In this paper, we report a novel approach combining the advantage of enzyme reactivation and signal enhancement of the nanomaterials for fast, inexpensive, non-invasive, baseline-free, and field-deployable biomonitoring of OPs using saliva samples. Rat saliva was utilized as an initial biological matrix for evaluation, since our research group has previously characterized rat saliva ChE activity, it is readily obtainable (i.e. non-invasive) and under well controlled experimental conditions appears to parallel the response of plasma ChE.35, 36
Different from available optical method, this approach is based on a flow-injection amperometric sensor, of which the carbon nanotube-screen printed electrode is integrated in the flow cell.

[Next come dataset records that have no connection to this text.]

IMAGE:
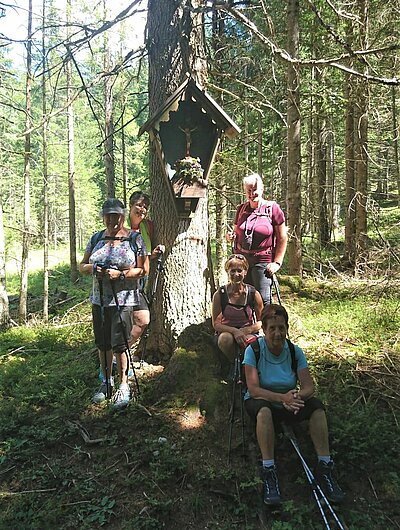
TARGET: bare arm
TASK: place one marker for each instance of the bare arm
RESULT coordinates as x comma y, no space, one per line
280,248
240,334
306,382
291,400
85,267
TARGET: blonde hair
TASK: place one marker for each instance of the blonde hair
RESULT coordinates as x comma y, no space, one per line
238,259
253,178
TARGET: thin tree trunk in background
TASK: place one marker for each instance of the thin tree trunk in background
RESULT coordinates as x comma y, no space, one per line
221,205
259,146
349,152
71,163
221,223
246,141
23,299
310,197
4,306
124,158
109,162
362,145
396,133
45,177
320,162
293,143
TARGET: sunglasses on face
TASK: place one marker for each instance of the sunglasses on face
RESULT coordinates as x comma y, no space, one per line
237,256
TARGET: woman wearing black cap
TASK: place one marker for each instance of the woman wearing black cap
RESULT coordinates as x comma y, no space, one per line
116,266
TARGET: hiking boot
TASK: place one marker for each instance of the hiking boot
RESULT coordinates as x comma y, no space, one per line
330,487
101,393
271,493
121,397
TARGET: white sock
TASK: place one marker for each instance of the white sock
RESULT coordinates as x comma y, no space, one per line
325,459
269,463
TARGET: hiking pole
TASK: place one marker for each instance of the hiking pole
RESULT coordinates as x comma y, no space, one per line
237,382
124,334
316,488
276,287
150,300
103,323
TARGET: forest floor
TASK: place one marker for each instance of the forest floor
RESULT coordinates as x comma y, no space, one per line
163,461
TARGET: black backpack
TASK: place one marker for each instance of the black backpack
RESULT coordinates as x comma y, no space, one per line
256,349
251,299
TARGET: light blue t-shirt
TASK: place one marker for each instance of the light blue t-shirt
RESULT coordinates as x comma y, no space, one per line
275,371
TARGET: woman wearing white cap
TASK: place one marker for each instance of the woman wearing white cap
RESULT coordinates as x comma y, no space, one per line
116,265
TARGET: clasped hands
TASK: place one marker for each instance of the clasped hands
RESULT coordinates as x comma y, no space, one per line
292,401
240,337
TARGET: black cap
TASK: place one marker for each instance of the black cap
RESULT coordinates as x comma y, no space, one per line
113,206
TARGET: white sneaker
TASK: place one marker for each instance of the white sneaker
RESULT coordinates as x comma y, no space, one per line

In this approach a double-test mode detects the variation of enzyme activity before and after reactivation. This method provides advantages since a control sample is not needed and it excludes inter- or intra-individual variation in the normal levels of ChE. Therefore, this measurement is accurate and reliable. Furthermore, this assay is highly sensitive and selective because the use of carbon nanotubes makes the electrochemical detection of the products from enzymatic reactions more feasible at low potentials. In general, this method is inexpensive, sensitive, portable, non-invasive, and provides real-time results. It is anticipated that this novel sensor method will open up a new avenue for rapid point-of-care (POC) screening and early assessment of OP exposures providing for early clinical intervention in the case of severe exposures and rapid identification of victims in a terrorist attack.